In its “Findings of Fact,” the trial court stated:
“As is customary, the Settlement contains a release of class members’ claims.... The Court further finds that the release is not intended to cover, and does not cover, representations, suppression or other conduct unrelated to the cancer exchange programs.”
676 So.2d at 1297.
The “cancer exchange programs” referred to in those documents are the programs Liberty National instituted to exchange “old policies” for “new policies” in an effort to limit certain benefits. Those programs were the subject of the Robertson action. The Dixons’ claim arises from the issuance of a “new policy” to Ronald Dixon in exchange for a “new policy” that had been issued earlier to Helen Dixon, an exchange the Dixons claim resulted in their having to pay larger premiums for the same coverage. This exchange exhibited none of the characteristics of the “cancer exchange programs” referred to in Robertson and was unrelated to those programs. Thus the Dixons’ present claim is not barred by the settlement agreement enforced in the Robertson class action.
Nor is the Dixons’ present claim barred by the doctrine of res judicata. For a claim to be barred by that doctrine, the following elements must be present: (1) there must have been a prior judgment on the merits; (2) that prior judgment must have been rendered by a court of competent jurisdiction; (3) there must be a substantial identity of the parties in the prior action and those in the present action; and (4) the same cause of action must have been presented in both actions. Parmater v. Amcord, Inc., 699 So.2d 1238, 1240 (Ala.1997). This action presents a different cause of action from that presented in Robertson, because the same evidence would not support a recovery in both actions. Garris v. South Alabama Prod. Credit Ass’n, 537 So.2d 911 (Ala.1989).

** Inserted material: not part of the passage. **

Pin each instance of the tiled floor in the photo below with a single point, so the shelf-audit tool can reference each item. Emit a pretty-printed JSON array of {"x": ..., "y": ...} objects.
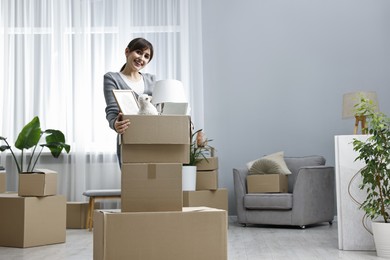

We conclude that the class-action settlement agreement enforced by the trial court’s order and final judgment in Robertson and approved by this Court in Adams v. Robertson, supra, does not bar the claims presented by the Dixons in this present action.
The judgment of the trial court is reversed, and the case is remanded for proceedings consistent with this opinion.
REVERSED AND REMANDED.
HOOPER, C.J., and SEE, BROWN, and ENGLAND, JJ., concur.